На окне барака, словно заведенные, надоедно жужжали пауты и мухи. И окно, и дверной проем чуть отсвечивали от воды.
Как хорошо вытянуться, закинуть за голову гудящие от работы руки, несколько минут побыть наедине с собой и с этой тихой, обещающей крепкий сон ночью.
Но покой этот спугнула песня. Она звучала робко, вполголоса, как бы нащупывая себе дорогу в потемках. И все же голос крепчал, разрастался, отодвигал на стороны установившуюся было тишину.
Он был мальчишеский, этот голос:
Сяду я за стол да подумаю,
Как на свете жить одинокому…
Первый раз слышали мужики, как пел Илька, и боялись шевельнуться. Хорошо пел малый, тревожил сплавщиков, будил в них воспоминания, разжигал тоску по дому, по детишкам у тех, кто их имел. Он даже не пел — скорее думал.

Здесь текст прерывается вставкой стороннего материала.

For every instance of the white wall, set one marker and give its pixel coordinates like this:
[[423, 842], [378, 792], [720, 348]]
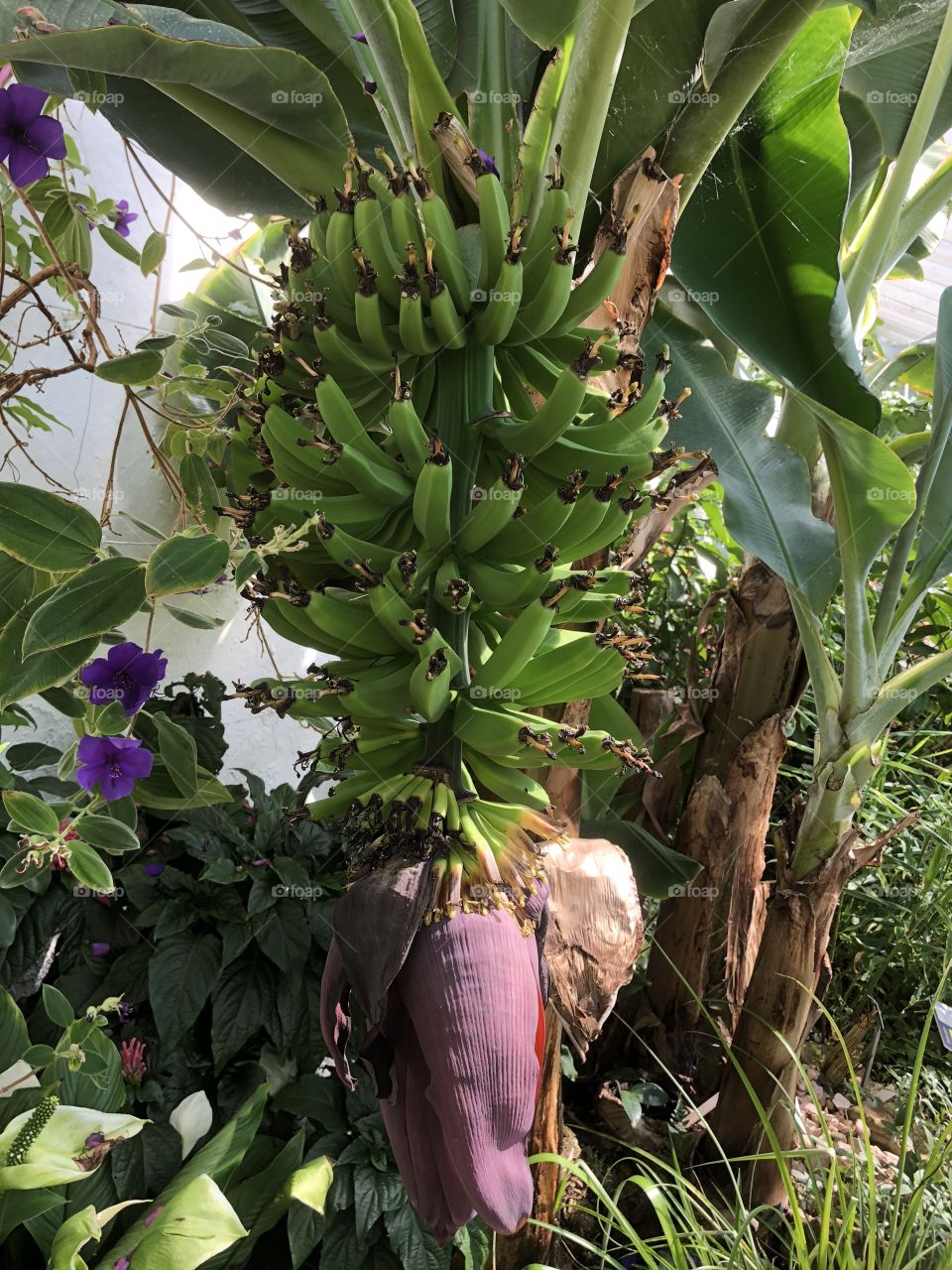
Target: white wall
[[80, 456]]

Никто из мужиков не знал, что Илька затянул самую любимую бабушкину песню.
Долгожданный баркас
Вся жизнь на плоту смешалась, как только показался вдали баркас. Его тянули две лошади, а за кормовым веслом стоял мужчина и покрикивал. Нос суденышка шибко зарывался в воду, оставляя после себя мелкую волну и мутную полосу. Лошади шли по колено в воде там, где нависали кусты, а миновав их, выбирались на берег и облегченно фыркали. Коновод (он же киномеханик) с закатанными по колено штанами сидел на одной лошади верхом и время от времени покрикивал во все горло. Лошади прядали ушами и спокойно делали свое привычное дело.
Завидев плот, лошади туго натянули постромки и прибавили шагу. Они знали, что здесь уж точно будет остановка и отдых.
А с плота в семь голосов раздавалось:
— Жмите, милые! Подналяжьте! Ждем не дождемся!..
На баркасе, в корме, откидным барьером был отгорожен ларек. За прилавком хозяйничала дородная круглолицая сибирячка, известная по всей реке под именем Феша. На самом деле ее звали каким-то другим именем, в котором даже буквы «ф» не было.
Здесь же находился и кассир сплавной конторы, во время рейса исполняющий обязанности рулевого. Он выдавал зарплату.
Получка везде есть получка. Даже здесь, на плоту, она была праздником. Зажав деньги в горсть, сплавщики наседали один на другого, пытаясь продвинуться поближе к Феше, и говорили ей комплименты. Даже молчаливые братаны и те широко улыбались и придумывали сказать чего-нибудь веселое.
Феша похохатывала и отшучивалась. Между делом она била по рукам тех, кто переходил дозволенные границы.
Мужчины гоготали.
— Нам только и радости, что ущипнуть тебя, Фешенька. Уж потерпи, пострадай за опчество.
— Да у вас, у леших, ногтищи-то чисто багры, вся в синяках сделаюсь, пока по реке проеду.